Si l’on traduit cela en langage ordinaire, cela signifie ce qui suit : nous n’avons pas une dictature prolétarienne, notre Etat n’est pas un Etat ouvrier, mais un Etat ouvrier et paysan, le prolétariat doit défendre ses intérêts propres, par conséquent il doit se dresser, dans une certaine mesure, contre cet Etat ouvrier et paysan. Si, par conséquent, le parti prolétarien veut rester un parti prolétarien, il doit lutter un petit peu contre l’Etat soviétique. Mais il faut dire avant tout que ça commence à devenir une mode d’appuyer toutes les absurdités sur l’autorité de Lénine et l’on pense que cela ne coûte rien, qu’on peut s’exercer dans ce cadre aussi longtemps qu’on veut. Ici, Ossovski s’en prend à ma personne. Lénine, dit-il, a compris que notre Etat est un Etat ouvrier et paysan. Boukharine ne le comprend pas, mais comme l’on sait que Boukharine appartient à la majorité du comité central, il est naturel que le comité central ne comprenne rien à cette question et mène, par conséquent, une politique qui, comme dit Ossovsky, pourrait mener à des résultats extrêmement nuisibles du point de vue de la révolution prolétarienne. Mais je repousse tout d’abord l’appel qu’on fait à l’autorité de Lénine ou, plus exactement, j’en appelle moi-même à ce dernier pour prouver qu’Ossovski a complètement tort et que sa façon de poser la question mène à des conclusions nuisibles pour la révolution prolétarienne.

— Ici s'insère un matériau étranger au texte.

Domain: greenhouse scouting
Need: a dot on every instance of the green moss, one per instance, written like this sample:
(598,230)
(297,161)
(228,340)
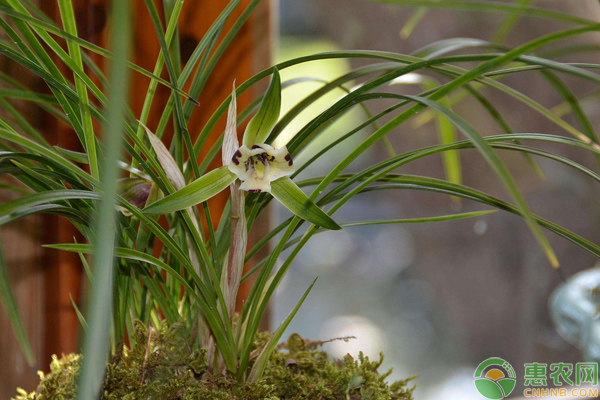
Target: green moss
(162,366)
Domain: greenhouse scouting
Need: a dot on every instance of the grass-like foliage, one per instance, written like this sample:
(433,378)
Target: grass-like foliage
(186,270)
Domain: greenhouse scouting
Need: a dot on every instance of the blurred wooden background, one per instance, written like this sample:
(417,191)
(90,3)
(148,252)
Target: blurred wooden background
(43,280)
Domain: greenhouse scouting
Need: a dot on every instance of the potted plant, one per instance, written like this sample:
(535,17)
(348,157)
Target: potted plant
(164,276)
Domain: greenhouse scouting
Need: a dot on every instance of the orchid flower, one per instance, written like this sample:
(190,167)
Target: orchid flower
(258,165)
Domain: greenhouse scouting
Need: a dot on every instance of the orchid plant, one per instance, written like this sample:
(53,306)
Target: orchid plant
(187,268)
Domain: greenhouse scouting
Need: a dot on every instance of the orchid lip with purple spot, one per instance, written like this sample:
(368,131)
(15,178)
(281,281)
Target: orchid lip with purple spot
(260,165)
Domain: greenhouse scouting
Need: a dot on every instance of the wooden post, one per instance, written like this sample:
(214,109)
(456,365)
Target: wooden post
(44,287)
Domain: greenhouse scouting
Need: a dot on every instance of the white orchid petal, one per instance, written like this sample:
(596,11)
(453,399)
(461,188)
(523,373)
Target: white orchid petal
(245,162)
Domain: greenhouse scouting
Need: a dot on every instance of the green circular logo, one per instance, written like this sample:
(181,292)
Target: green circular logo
(495,378)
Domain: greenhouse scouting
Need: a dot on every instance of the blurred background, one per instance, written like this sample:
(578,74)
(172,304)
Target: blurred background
(436,298)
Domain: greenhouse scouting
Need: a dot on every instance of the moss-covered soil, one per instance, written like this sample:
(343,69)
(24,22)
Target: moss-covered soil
(163,367)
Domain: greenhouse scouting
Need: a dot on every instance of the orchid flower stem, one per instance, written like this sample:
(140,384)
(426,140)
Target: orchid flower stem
(237,250)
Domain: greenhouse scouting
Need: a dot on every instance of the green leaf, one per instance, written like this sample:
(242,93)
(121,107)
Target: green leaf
(196,192)
(294,199)
(261,362)
(9,303)
(263,122)
(100,306)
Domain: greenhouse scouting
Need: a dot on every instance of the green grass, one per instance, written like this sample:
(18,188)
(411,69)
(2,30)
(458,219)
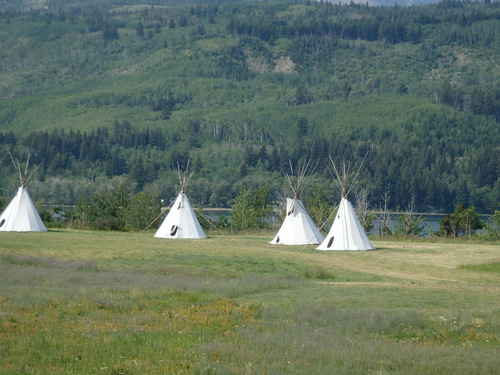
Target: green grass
(80,302)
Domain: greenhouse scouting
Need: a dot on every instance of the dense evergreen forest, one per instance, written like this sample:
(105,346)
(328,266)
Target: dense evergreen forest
(126,92)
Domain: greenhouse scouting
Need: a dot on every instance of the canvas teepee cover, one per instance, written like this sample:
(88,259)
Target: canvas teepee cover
(21,214)
(298,227)
(346,233)
(181,221)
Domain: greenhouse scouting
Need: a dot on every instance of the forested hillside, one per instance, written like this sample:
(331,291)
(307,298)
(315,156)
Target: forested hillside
(124,93)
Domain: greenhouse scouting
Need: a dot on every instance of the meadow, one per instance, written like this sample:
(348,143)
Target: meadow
(84,302)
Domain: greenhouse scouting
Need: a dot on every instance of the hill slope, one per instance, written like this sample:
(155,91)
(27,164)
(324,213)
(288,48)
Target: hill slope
(240,89)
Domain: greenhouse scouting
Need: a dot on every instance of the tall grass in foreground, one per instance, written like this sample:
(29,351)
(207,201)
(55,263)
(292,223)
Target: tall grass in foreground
(239,307)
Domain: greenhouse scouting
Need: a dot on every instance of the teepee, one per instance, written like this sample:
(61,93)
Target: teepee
(346,233)
(298,228)
(21,214)
(181,221)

Lénine a écrit ce qui suit dans son article intitulé « La Crise du parti », à l’occasion de la discussion syndicale :

« A propos de la discussion du 30 décembre, je dois corriger encore une erreur que j’ai commise. Je disais : ‘Notre Etat n’est pas un Etat ouvrier, mais un Etat ouvrier et paysan.’ Boukharine m’interrompit en demandant : ‘Mais lequel ?’ Et, en réponse à son interruption, j’en appelai au VIIIe Congrès des soviets qui venait précisément de se terminer. En lisant le rapport sur la discussion, je vois que j’avais tort et que Boukharine avait raison. J’aurais dû dire : ‘‘L’Etat ‘ouvrier est une abstraction, mais nous avons, en réalité, un Etat ouvrier avec cette particularité que, dans cet Etat, ce n’est pas la population prolétarienne, mais la population paysanne qui ‘constitue la majorité et, d’autre part, un Etat ouvrier avec une défiguration bureaucratique’’. »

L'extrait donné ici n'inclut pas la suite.